The pandemic brought with it extended periods of home learning for most pupils, with school leaders and teachers supporting children with their self-regulation and metacognition remotely. Now that all children are back in the classroom, a return to school routines has seen some pupils thrive. However, others have exhibited a lack of resilience, with a reduced ability to work independently. As a result, the explicit teaching of metacognitive strategies has continued to be, or recently become, a priority for many schools looking to support pupils and their learning.
Successful implementation of new ideas and initiatives happens in stages and takes time.

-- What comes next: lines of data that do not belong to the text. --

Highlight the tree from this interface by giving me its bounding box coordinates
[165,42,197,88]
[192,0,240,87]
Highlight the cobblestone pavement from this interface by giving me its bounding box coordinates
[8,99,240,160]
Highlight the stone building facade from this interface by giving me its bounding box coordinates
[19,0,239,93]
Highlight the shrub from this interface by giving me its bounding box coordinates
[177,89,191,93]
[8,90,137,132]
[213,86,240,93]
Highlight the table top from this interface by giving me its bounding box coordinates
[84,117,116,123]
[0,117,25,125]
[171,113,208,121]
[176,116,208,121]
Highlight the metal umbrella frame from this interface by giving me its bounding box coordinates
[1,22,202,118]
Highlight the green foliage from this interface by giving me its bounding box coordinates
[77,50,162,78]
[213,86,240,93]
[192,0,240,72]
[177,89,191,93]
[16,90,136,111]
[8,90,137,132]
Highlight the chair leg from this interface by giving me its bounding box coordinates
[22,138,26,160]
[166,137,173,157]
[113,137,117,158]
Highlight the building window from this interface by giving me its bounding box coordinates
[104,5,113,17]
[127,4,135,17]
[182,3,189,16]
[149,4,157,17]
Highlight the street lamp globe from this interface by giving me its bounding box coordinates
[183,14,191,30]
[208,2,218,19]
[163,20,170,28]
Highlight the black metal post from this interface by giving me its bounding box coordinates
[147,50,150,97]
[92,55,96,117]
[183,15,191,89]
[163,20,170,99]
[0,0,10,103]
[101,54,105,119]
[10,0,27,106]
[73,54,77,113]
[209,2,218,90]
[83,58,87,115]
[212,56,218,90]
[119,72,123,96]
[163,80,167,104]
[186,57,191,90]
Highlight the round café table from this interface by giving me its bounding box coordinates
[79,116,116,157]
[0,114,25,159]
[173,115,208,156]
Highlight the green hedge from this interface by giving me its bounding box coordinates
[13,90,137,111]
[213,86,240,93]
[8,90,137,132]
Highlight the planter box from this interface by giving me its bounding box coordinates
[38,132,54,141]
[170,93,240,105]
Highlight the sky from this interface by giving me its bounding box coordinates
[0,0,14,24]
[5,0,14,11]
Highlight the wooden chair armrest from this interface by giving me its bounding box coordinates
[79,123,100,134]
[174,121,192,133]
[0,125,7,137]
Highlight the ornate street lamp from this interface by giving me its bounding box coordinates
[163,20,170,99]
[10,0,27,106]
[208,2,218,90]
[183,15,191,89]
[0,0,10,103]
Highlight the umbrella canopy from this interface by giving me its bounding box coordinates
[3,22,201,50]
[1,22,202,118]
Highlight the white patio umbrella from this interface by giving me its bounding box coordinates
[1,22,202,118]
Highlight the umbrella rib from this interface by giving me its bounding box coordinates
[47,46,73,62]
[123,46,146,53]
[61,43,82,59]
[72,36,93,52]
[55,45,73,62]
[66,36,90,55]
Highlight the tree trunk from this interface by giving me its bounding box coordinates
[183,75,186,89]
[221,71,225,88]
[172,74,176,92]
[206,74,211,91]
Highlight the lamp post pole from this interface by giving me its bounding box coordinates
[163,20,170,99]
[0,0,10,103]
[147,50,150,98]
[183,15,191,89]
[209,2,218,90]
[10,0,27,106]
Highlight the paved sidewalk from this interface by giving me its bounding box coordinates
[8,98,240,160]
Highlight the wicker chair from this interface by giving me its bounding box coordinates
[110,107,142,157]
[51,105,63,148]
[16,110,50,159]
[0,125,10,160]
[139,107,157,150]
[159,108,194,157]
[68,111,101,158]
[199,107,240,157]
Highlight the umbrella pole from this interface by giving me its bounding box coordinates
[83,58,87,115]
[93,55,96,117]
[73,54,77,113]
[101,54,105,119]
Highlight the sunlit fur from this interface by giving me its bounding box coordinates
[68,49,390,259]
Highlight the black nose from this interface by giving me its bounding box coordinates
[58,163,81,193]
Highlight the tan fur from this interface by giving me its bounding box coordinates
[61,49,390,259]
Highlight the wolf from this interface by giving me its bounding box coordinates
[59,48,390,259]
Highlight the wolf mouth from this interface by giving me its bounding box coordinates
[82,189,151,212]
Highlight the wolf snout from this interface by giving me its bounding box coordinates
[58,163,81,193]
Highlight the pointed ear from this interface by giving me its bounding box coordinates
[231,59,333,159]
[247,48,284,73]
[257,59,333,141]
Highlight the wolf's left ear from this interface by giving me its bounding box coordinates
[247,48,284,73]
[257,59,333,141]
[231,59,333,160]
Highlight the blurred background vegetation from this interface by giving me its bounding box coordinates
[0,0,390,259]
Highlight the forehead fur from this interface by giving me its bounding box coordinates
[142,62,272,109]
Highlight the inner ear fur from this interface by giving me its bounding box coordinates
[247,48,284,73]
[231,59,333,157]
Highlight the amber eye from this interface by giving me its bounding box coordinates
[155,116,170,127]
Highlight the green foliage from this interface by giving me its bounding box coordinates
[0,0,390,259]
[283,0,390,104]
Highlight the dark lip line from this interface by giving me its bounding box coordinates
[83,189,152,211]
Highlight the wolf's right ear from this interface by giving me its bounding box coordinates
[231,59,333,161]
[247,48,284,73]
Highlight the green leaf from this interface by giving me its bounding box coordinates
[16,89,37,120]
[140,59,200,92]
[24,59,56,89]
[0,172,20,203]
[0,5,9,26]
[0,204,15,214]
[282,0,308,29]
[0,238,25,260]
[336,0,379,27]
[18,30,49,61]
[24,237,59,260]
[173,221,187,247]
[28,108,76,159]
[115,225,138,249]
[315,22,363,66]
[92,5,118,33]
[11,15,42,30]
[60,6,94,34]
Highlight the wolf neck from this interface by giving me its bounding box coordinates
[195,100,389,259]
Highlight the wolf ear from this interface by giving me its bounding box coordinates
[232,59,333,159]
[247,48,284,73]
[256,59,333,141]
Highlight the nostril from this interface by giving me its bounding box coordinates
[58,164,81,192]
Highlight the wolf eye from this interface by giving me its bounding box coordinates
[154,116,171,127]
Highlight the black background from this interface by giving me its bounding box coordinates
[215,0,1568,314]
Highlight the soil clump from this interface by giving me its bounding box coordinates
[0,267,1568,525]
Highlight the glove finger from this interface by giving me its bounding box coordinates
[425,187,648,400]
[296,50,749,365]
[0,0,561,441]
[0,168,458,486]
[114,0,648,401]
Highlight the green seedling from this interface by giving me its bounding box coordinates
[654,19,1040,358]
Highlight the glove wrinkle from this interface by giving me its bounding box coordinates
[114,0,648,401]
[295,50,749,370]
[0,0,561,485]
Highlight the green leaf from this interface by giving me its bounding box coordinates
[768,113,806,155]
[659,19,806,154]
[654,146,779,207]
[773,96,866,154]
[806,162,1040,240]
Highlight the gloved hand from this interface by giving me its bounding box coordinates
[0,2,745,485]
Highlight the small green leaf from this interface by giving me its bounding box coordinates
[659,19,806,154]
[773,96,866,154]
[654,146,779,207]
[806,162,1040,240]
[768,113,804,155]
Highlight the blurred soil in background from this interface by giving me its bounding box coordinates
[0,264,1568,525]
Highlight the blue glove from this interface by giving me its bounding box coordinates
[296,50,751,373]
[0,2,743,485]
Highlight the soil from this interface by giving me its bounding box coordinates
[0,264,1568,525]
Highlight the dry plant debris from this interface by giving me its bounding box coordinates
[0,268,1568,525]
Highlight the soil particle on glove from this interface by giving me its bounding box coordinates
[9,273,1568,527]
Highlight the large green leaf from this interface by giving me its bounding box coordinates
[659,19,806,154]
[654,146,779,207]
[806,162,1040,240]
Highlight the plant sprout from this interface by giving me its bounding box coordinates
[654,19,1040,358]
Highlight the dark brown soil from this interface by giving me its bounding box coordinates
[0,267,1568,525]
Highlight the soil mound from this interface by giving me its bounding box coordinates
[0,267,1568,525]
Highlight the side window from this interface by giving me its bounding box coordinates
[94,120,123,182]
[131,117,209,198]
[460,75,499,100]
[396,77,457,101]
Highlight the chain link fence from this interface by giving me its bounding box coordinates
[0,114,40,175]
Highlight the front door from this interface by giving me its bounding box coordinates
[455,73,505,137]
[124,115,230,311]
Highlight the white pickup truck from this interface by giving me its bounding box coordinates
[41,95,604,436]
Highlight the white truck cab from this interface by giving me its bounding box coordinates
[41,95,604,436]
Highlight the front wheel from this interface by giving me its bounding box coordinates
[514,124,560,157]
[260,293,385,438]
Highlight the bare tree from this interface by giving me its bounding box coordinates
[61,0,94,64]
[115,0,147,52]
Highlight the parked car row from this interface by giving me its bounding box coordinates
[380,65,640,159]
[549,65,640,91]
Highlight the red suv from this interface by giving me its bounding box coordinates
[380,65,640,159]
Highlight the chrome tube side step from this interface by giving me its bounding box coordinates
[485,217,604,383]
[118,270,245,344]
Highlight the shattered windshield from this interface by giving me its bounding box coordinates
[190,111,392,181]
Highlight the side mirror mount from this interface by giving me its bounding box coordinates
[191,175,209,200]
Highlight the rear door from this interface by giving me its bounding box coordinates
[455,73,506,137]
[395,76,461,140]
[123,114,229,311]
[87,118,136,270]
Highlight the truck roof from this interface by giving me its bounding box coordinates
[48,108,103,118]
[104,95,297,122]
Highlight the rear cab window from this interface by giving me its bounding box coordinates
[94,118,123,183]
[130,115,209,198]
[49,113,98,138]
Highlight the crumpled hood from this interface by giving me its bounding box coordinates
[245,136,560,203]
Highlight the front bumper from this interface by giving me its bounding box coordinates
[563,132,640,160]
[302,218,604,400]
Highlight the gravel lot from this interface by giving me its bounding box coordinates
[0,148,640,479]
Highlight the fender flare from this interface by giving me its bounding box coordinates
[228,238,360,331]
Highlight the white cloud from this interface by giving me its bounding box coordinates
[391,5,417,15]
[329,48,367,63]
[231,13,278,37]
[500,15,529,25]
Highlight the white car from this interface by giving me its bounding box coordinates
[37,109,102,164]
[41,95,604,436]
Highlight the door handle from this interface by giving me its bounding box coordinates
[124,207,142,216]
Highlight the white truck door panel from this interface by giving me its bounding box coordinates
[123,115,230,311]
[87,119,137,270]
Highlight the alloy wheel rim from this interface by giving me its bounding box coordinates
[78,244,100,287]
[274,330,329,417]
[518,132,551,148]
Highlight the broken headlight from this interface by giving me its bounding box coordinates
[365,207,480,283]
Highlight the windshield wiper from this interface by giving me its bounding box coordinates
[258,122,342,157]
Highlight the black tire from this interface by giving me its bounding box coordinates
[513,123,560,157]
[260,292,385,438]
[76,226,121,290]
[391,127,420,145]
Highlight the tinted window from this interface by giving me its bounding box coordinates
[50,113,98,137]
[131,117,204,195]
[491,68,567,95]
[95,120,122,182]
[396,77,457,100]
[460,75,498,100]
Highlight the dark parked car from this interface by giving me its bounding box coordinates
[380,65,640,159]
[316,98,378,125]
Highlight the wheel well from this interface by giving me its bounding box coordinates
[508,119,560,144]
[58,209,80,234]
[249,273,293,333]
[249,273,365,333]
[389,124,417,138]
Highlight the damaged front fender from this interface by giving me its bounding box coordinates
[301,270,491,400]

Developing new teaching strategies to support metacognition through professional development would include whole staff training as well as follow-on supporting activities back in school. It is not uncommon to spend 2 – 4 years on an implementation process.
The recommendations in the EEF’s Metacognition and Self-Regulated Learning guidance report provide a starting point for school leaders to critically review how they support staff with understanding metacognition and self-regulation and how these skills can be taught explicitly. These two case studies from a secondary school and a sixth form offer a window into a school and college that have been testing out approaches for their students:
- In this case study Adam Stubbs, science teacher from Park View School in Country Durham explains how he is trialling metacognitive approaches for independent learning in his classroom.
- Kathryn Parkinson, Curriculum Area Leader for Science from Oldham Sixth Form College describes staff training and explicit teaching of revision strategies with their students in this case study.
These EEF case studies can be shared with senior leadership teams, governors, and teaching staff as part of each school’s drive to engage with evidence and assess how best to implement the right strategies for their students.